I eat the ginger with the sushi. I never have any leftover.

When we go out for sushi, any ginger that remains after the meal is gone gets eaten while we await the check.

I’ve saved it in a small container and used it in vegetable soup or on a roast beef sandwich.

There is a brand of ramen that I like, comes with a little packet of assorted dried vegetables, the flavor pack and a third packet of stuff that looks like soy, but is thick like syrup. Tastes unappetising on the ramen but works a treat in a marinade for a piece of beef. I like coming up with other, sometimes better uses for things like that. I credit it partly to the influence of my Gma and partly to being a “general set” and “yard sale set with pieces missing” ‘Lego Engineer’ as a child.

I’ve considered the possibility of using the fat trimmings from a tri-tip to grill it. Only use the propane long enough to get the fat burning. Might be messy…

It’s meatcake!

I can’t remember what that’s from…something in the '80s…

I make soup out of the chicken carcass and vegetable scrapings. The only “new” stuff i put in the pot is salt, water, and an onion.

I once saw a paperback cookbook with the title “Good Food From Waste Products”.

Especially if the brand is Indonesian, maybe it is kecap manis (also spelled ketjap manis), which is a thick, sweet soy sauce. Indonesian recipes written for people without access to authentic Indonesian ingredients sometimes suggest mixing honey and soy sauce to get a fairly similar substitute.

I just made an omelette. The eggs were from our hens, who eat all of our kitchen scraps. The omelette filling was all stuff from the refrigerator that needed used or tossed. Leftovers, a piece of a pepper, scraps of several different cheeses, etc.

Delicious!

You feed your chickens garbage? WTG!!

It’s from a George Carlin routine.

Save the wasabi in a little jar, and mix with mayonnaise for wasabi sauce to put on burgers, sandwiches, whatever.

Whew, thanks! My brain was hurting…

I like Carrol Shelby’s Chili Kit, my Favorite Chilli Powder blend, and for years and years it has come with seperate sealed packets of the chilli powder, cayennne, corn masa flour, and a packette of kosher salt. A couple/few years ago, they discontinued the salt packet. I don’t know why, but it kind of bothered me, made it less komplett. I have still, a bunch, a collection, of the old packs of salt and corn masa hiding in my shelves (never liked to thicken my chili or add salt(- except at the table.)). Probably, enough to make some tortillas at this point…

I make soup from the Thanksgiving turkey carcass, and split pea soup from the bone from the Easter ham. The turkey soup I eat for lunches until it’s gone, but I can the split pea soup. I have some friends who love to get a few jars.

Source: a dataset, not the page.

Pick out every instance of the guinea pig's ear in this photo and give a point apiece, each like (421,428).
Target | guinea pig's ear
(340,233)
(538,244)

A lot of canners make apple scrap jelly from the peels and cores of apples. I’ve never made it, but the next time I make and can some applesauce I think I’ll try the jelly.

Canners tend to be a thrifty lot, and many save veggie scraps (carrot peels, celery leaves, and the like) in a bag in the freezer. When the bag gets full, they make and can vegetable stock. They also are big on bone broth.